Finally there is the question of which women are named as significant in Jesus’ lineage. Instead of naming Sarah, Rebekah, and Rachel, Matthew names instead: Tamar, Rahab, Ruth, and Bathsheba, before finally naming Mary, as Jesus’ mother. A curious selection: Tamar was a Canaanite woman who, because she had been left childless by two of Judah’s sons, disguised herself as a prostitute and seduced Judah himself. Rahab was a real prostitute, though her kindness protected Israel’s spies during the conquest of the promised land. Ruth, like Tamar, was foreigner, and Bathsheba, as we know, was the woman David seduced before he had her husband killed. The scandal of their affair and the death of their illegitimate child didn’t prevent her from scheming to insure that one of her children became heir to the throne. Each of these women had marital issues that contained elements of irregularity or scandal and yet each was able to be an instrument in God’s birth on this planet. Clearly Matthew highlights their names to set the stage for Mary, whose pregnancy is also irregular, since Jesus had no human father.
The last part of the genealogy contains mostly names of unknown persons, no-names. That too is important since, if unknown persons contributed so significantly to Jesus’ origins, then we too are not too insignificant, unimportant, or anonymous to contribute to the continuation of that story.
God writes straight with crooked lines. Nowhere is this more evident than in the birth of Jesus. There is an important challenge in this. To quote Raymond Brown: If the beginning of the story involved as many sinners as saints, so has the sequence. … The God who wrote the beginning with crooked lines also writes the sequence with crooked lines, and some of those lines are our own lives and witness. A God who did not hesitate to use the scheming as well as the noble, the impure as well as the pure, men to whom the world hearkened and women upon whom the world frowned – this God continues to work with the same mélange.
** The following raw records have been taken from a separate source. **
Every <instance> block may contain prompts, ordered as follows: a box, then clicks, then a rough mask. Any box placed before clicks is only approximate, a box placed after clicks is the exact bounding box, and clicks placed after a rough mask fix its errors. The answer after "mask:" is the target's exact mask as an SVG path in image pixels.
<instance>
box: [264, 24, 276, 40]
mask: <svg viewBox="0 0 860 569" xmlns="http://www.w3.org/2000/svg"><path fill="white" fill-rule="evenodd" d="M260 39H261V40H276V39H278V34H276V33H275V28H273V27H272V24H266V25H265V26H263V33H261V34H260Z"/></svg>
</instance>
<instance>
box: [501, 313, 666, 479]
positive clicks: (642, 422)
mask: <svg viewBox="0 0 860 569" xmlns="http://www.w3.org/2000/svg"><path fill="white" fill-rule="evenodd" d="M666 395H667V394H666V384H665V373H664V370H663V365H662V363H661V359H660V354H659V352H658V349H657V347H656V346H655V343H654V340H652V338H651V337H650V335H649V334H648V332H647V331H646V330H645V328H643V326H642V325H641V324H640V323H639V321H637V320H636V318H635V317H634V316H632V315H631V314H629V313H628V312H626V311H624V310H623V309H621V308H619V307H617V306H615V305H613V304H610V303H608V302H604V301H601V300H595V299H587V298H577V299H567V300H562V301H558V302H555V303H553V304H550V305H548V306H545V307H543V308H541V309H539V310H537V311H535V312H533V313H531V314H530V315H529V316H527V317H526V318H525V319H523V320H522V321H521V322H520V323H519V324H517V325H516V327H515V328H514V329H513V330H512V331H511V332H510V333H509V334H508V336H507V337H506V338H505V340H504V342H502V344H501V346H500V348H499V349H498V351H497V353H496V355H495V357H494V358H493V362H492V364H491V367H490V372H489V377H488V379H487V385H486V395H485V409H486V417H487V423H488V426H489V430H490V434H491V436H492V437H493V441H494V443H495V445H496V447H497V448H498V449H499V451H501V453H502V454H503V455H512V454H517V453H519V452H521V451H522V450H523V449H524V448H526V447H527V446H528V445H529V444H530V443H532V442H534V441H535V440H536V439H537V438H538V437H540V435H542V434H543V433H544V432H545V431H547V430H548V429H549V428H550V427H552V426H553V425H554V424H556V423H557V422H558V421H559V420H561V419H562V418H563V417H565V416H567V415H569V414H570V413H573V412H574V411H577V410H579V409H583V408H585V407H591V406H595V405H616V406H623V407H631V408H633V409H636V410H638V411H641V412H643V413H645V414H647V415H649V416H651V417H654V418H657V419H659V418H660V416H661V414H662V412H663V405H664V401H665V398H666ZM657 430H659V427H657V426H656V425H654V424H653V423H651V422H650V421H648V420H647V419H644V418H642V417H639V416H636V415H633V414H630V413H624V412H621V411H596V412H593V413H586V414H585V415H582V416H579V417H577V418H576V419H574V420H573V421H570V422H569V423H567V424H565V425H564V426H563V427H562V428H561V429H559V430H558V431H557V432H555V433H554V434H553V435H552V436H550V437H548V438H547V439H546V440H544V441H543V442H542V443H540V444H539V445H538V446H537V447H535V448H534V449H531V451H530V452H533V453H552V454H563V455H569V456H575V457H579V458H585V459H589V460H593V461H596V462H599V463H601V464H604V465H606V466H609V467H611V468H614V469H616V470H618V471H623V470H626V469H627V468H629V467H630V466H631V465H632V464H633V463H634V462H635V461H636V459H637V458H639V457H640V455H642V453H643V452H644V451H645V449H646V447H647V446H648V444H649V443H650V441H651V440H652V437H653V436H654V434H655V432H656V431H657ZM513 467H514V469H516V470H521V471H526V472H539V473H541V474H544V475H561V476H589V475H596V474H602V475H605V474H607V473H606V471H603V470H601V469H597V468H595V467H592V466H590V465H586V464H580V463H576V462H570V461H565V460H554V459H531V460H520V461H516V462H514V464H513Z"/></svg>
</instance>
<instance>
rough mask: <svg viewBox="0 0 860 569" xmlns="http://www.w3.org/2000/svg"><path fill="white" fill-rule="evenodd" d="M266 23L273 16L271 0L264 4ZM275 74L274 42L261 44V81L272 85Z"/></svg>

Perhaps the real challenge in all of this comes to those of us who would want to accept only an idealized portrait of Jesus’ birth, one that has only straight lines, no impurities, no dark colors. But, despite our struggle to digest this, it is important that we do so because what is highlighted by the Gospels in the birth of Jesus throws light on all subsequent Christian history and on our own lives. Grace is pure, but we who mediate it often aren’t. Still God’s love and God’s plan aren’t derailed by our infidelities, sin, and scheming. God’s designs for grace still somehow work and this, Raymond Brown points out, is not a lesson in discouragement, but in encouragement.